The overall goal of SocIEtY is to improve the quality of life of disadvantaged young people through social innovation. In doing so the aim of SocIEtY is not only to identify opportunities to reduce inequalities, but also to extend and builds knowledge and tools for the ultimate policy goal of a ‘good life for all’. The project consequently takes the perspective of how young people aged 15-24 live in different European countries today; and examines what can be done to create social and institutional opportunities which will better enable them to live lives they have reason to value. This will include the participation, voices and aspirations of the young people themselves. One main issue of SocIEtY is the development of a broad knowledge base to foster socially innovative policymaking which avoids some of the unnecessary shortcomings of current policies.
Taking the Capability Approach as the conceptual basis, SocIEtY will in particular refer to the concept of “Informational Basis of the Judgement of Justice” (IBJJ) introduced by Amartya Sen (Sen 1990). Thus the project will deliver an empirical foundation to broaden the informational basis of local policies in two ways: it will widen the focus on the policy fields of employment and education to a more coherent perspective taking more policy fields into account (1). Secondly, the basis will be informed by a bottom-up perspective, including the voice and aspirations of young people and their participative engagement (2).
Project duration: January 2013 – December 2015
SocIEtY proposes a radical shift in the conception of how young people's inequality and and ensuing disadvantages can be tackled.

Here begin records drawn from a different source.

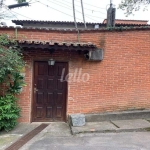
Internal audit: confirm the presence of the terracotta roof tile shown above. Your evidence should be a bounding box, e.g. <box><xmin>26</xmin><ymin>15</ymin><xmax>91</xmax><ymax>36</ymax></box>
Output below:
<box><xmin>18</xmin><ymin>40</ymin><xmax>96</xmax><ymax>47</ymax></box>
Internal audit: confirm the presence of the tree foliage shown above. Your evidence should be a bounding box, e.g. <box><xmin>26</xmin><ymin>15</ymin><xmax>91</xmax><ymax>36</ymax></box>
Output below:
<box><xmin>0</xmin><ymin>35</ymin><xmax>25</xmax><ymax>131</ymax></box>
<box><xmin>119</xmin><ymin>0</ymin><xmax>150</xmax><ymax>16</ymax></box>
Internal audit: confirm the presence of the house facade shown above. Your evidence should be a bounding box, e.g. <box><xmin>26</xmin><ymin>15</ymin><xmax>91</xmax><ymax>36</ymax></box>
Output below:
<box><xmin>0</xmin><ymin>21</ymin><xmax>150</xmax><ymax>122</ymax></box>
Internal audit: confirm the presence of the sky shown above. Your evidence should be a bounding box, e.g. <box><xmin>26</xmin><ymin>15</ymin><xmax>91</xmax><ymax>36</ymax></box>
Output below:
<box><xmin>2</xmin><ymin>0</ymin><xmax>150</xmax><ymax>26</ymax></box>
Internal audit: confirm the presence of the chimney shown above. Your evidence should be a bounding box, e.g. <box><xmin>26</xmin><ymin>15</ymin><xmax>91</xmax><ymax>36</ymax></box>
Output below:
<box><xmin>107</xmin><ymin>3</ymin><xmax>116</xmax><ymax>27</ymax></box>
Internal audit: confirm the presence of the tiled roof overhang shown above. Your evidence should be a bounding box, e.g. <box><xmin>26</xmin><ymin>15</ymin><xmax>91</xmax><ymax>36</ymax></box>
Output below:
<box><xmin>0</xmin><ymin>25</ymin><xmax>150</xmax><ymax>32</ymax></box>
<box><xmin>12</xmin><ymin>20</ymin><xmax>149</xmax><ymax>27</ymax></box>
<box><xmin>18</xmin><ymin>40</ymin><xmax>96</xmax><ymax>52</ymax></box>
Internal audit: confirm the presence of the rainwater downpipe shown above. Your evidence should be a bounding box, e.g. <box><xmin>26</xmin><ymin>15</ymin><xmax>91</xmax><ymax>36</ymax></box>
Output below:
<box><xmin>72</xmin><ymin>0</ymin><xmax>80</xmax><ymax>42</ymax></box>
<box><xmin>15</xmin><ymin>28</ymin><xmax>18</xmax><ymax>40</ymax></box>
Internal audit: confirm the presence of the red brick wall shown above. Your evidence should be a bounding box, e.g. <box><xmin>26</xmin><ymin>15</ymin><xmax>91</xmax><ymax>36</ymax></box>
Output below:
<box><xmin>0</xmin><ymin>29</ymin><xmax>150</xmax><ymax>122</ymax></box>
<box><xmin>103</xmin><ymin>19</ymin><xmax>148</xmax><ymax>25</ymax></box>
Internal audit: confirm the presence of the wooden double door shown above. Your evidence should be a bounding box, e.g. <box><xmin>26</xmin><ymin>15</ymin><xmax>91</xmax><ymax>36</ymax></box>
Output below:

Instead of having employment as the exclusive and for policies and the sesame of programs for youth, SocIEtY brings in the idea of focusing also on well-being and the flourishing of young people in their respective lifeworlds.
Main objectives:
- Broadening the existing informational basis for policymaking to tackle inequalities and foster social innovation by looking at different policy fields through a combination of bottom-up and top-down perspectives.
- Empowering young people to bring in their voices, aspirations and enganements to enhance their options for participation and social inclusion.
- Developing a unique methodology of participation that links different stakeholders and status groups to create innovative partnerships to initiate new and innovative forms of deliberative processes for making and implementing policy.
An interdisciplinary collaboration of 13 partners from 11 European countries combines quantitative and qualitative methods and focusses on young people facing multifaceted inequalities while living in deprived city districts:
- Provision of new perspectives for youth policies in Europe to successfully fight inequalities and disadvantage.
- Promotion of young people's participation as citizens in society as a whole.
- Provision of opportunity spaces where young people can develop their ability for articulating their own aspirations and needs.
- Transfer of findings to stakeholders, politicians and various sectors of civil society with respect to enhancing young people's opportunities for voice and capabilities to aspire.